In the wake of the recent tax legislation signed into law by President Trump in December 2017, we are all scrambling to absorb its impact on us as individual tax payers and as business entities. Soon enough, we will be able to determine if Will Rodgers was correct when he said, “The only difference between death and taxes is that death doesn’t get worse every time Congress meets.”
A key piece of the 2017 tax legislation relates to the exemptions associated with federal estate taxes. Recently, federal estate, gift and generation-skipping (GST) tax exemptions were $5.6 million per U.S. domiciliary. With the new tax law, the federal estate, gift, and GST exemptions are doubled to $11.2 million per U.S. domiciliary. Notably, as is consistent with most of the provisions of the new law related to individuals, these exemptions “sunset” after 2025. This means that absent a future change by Congress in this part of the tax code, the law will revert to what was in effect for 2017 with certain inflation adjustments. In addition, those preparing estate plans must also consider estate taxes imposed by state governments, including Maryland.

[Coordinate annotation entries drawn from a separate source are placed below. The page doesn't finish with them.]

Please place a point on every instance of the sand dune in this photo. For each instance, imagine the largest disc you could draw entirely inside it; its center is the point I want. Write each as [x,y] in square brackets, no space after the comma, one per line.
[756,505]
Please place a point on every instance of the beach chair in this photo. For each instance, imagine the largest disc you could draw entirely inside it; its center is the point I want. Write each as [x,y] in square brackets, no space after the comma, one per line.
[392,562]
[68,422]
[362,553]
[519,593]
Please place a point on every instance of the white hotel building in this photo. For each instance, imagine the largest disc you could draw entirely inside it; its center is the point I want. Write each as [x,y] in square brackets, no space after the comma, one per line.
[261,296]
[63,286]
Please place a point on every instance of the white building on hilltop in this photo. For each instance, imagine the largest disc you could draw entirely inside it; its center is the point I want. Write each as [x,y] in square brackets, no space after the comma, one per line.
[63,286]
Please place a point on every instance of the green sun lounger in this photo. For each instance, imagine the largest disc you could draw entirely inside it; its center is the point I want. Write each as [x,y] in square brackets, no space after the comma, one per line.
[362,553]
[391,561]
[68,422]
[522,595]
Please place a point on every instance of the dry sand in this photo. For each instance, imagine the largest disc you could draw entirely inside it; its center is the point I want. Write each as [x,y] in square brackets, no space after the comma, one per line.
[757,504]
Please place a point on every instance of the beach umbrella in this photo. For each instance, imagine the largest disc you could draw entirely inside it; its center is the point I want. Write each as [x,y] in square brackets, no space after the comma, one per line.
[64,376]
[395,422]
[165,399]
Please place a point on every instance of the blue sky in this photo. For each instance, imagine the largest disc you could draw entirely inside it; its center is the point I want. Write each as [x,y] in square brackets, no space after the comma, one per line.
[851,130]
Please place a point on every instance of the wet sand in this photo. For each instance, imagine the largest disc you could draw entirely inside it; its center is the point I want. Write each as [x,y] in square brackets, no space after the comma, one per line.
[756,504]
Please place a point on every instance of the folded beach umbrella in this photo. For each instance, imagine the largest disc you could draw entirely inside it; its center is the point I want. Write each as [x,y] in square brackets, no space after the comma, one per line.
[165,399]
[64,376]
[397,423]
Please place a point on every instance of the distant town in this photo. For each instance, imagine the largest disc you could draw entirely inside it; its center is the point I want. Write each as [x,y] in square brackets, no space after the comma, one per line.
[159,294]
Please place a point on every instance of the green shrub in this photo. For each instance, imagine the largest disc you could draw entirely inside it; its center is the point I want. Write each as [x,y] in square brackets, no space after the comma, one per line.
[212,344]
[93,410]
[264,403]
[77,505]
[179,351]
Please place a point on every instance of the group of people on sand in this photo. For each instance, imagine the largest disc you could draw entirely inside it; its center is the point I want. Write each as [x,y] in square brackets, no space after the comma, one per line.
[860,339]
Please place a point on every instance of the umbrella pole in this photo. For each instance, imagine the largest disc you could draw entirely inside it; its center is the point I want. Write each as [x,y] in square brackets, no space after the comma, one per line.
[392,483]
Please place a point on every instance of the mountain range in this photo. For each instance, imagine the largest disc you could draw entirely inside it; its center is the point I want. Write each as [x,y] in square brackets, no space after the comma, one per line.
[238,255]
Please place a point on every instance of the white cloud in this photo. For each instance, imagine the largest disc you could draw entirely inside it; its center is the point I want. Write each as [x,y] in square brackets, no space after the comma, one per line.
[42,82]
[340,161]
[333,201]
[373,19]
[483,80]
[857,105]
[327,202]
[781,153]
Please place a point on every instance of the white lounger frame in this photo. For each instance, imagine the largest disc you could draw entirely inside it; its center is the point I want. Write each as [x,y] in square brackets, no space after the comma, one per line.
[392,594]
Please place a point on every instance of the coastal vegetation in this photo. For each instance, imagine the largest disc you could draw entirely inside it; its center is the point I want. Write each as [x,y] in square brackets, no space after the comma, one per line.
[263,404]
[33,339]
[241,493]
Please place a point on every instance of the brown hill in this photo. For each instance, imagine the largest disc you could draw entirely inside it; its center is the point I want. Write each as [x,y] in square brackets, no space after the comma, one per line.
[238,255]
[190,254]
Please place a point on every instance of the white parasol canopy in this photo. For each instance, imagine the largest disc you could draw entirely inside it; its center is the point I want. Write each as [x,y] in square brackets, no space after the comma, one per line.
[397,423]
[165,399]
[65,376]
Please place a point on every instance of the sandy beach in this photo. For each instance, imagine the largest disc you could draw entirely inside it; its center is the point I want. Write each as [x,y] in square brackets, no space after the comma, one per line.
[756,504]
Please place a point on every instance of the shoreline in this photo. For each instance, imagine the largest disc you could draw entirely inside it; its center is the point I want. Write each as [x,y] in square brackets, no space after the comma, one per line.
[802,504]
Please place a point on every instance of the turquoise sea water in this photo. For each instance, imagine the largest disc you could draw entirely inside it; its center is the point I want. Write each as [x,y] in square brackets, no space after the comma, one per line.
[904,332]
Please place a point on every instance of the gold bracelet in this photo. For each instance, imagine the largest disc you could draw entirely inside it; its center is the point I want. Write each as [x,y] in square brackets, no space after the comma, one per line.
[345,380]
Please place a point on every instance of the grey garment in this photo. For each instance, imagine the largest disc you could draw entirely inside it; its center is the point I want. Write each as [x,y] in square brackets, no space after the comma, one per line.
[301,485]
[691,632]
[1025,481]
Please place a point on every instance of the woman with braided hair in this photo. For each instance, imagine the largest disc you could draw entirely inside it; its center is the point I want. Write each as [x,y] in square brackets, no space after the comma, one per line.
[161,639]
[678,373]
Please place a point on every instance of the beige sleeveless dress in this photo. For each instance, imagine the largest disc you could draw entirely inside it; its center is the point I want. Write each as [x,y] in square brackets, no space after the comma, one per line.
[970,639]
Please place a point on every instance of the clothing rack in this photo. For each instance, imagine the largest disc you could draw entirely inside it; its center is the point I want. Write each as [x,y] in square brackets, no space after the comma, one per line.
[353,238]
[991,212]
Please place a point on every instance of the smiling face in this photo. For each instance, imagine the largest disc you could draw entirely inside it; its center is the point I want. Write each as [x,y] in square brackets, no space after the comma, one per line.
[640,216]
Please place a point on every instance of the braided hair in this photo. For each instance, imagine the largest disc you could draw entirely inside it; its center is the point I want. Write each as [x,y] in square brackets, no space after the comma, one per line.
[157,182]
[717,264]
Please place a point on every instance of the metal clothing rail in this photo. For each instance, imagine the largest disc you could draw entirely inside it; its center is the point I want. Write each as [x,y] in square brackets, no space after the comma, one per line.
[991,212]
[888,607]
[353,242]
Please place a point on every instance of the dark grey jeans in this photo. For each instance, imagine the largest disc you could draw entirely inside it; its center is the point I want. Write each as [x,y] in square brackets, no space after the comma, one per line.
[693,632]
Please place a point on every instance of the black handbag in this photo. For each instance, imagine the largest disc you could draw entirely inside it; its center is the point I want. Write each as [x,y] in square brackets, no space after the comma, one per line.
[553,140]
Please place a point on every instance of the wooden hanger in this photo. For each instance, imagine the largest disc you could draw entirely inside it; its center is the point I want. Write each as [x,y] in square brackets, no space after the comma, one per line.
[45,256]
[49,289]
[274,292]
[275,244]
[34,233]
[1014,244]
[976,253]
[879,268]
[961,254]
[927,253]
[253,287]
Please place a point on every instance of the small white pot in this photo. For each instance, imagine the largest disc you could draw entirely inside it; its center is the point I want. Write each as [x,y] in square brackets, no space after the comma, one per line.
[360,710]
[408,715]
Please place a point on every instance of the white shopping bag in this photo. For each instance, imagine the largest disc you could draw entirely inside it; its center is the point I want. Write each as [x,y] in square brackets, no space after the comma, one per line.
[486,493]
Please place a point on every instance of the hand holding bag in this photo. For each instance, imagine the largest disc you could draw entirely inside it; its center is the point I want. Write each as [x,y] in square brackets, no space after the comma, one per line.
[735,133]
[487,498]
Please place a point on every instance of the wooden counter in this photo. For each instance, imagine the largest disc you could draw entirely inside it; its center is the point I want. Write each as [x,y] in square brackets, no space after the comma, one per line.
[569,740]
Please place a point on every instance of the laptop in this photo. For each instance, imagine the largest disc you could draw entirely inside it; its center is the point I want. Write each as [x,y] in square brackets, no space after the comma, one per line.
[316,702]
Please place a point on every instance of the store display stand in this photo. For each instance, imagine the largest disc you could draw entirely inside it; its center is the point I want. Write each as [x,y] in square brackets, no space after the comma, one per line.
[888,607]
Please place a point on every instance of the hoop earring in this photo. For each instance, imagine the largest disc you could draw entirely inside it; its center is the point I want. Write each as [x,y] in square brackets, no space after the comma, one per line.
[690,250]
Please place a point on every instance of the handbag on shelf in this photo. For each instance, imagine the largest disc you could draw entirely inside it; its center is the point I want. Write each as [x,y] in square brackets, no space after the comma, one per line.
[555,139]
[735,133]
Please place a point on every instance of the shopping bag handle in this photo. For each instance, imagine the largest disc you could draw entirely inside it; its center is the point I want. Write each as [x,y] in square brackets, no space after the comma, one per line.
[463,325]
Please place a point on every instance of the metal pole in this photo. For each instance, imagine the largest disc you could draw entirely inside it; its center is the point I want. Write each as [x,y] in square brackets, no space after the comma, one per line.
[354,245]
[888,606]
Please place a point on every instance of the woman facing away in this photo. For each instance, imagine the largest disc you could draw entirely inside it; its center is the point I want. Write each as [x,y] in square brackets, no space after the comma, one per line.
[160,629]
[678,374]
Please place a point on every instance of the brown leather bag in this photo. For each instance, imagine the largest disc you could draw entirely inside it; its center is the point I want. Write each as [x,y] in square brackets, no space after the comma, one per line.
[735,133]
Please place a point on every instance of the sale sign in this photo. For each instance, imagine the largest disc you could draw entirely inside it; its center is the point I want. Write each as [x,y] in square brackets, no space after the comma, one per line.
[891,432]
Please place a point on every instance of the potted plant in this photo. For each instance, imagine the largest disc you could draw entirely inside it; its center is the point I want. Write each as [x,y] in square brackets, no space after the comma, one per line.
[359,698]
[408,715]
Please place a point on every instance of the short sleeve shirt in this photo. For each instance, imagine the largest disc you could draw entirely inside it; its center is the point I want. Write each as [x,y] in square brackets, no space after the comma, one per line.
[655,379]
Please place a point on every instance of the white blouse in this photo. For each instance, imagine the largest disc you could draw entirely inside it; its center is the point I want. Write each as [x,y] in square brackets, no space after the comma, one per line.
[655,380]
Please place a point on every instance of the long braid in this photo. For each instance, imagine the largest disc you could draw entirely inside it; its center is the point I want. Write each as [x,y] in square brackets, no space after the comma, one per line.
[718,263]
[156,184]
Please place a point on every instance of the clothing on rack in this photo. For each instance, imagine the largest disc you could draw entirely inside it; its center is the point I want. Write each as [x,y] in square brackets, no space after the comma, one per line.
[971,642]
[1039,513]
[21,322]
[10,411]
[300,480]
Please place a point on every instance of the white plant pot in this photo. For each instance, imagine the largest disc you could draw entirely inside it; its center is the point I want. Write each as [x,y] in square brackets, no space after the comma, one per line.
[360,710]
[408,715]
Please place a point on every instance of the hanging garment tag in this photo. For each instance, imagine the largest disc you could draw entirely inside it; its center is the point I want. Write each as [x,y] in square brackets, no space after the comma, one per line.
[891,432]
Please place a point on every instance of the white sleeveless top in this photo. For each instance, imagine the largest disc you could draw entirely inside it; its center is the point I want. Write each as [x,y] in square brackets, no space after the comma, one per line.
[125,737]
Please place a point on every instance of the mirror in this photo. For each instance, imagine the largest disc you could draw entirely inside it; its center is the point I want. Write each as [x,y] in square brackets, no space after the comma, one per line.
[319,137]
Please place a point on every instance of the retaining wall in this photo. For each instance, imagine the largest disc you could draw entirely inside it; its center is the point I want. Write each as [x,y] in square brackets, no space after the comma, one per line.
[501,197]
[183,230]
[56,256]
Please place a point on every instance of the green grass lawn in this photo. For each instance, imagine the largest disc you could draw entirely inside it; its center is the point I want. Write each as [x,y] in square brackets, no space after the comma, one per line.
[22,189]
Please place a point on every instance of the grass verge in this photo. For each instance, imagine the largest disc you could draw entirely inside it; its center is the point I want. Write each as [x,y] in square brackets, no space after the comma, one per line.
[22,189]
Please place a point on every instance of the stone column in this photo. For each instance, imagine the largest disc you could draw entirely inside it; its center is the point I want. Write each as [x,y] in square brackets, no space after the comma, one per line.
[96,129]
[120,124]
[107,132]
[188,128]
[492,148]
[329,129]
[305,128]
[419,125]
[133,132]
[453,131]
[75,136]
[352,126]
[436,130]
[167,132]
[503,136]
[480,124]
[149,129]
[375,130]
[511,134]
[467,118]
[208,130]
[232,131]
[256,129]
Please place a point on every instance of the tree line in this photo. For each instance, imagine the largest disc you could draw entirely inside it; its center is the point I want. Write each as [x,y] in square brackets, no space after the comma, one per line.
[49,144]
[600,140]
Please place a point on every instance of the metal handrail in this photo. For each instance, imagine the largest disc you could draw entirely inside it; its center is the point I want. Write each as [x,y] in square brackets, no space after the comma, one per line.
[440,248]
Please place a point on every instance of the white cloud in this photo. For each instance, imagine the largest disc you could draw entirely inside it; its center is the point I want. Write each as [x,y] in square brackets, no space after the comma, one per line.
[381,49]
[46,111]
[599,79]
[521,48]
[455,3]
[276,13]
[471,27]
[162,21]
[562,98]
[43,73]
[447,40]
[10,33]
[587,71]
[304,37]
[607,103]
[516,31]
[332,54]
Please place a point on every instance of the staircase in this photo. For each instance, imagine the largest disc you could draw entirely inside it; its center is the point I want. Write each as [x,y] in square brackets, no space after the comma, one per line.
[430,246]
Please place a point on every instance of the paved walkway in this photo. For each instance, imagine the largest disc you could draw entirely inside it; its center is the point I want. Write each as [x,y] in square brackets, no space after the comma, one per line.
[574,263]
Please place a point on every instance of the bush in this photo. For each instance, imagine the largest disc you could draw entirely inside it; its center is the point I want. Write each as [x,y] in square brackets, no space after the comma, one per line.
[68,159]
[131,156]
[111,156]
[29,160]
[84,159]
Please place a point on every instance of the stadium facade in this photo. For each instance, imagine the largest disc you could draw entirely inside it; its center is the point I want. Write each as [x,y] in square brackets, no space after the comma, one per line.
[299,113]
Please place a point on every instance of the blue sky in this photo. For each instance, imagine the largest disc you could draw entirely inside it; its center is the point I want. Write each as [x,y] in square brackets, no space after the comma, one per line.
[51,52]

While it hasn’t received a great deal of attention in the general press, the 2017 tax legislation will also have a major impact in the area of family law. For divorce decrees granted and marital separation agreements executed after December 31, 2018, alimony income will no longer be deductible to the donor of alimony nor considered as income to the recipient of alimony. This shift in the tax treatment of alimony under the new law likely will make the negotiation of settlements between a divorcing couple more complicated and potentially more difficult. Under the new tax law, there will be no “sweetener” for a donor-spouse who previously would have received a tax deduction for alimony payments to a former spouse. The loss of this benefit will likely increase the resistance of the donor-spouse to pay alimony to a separated or former spouse.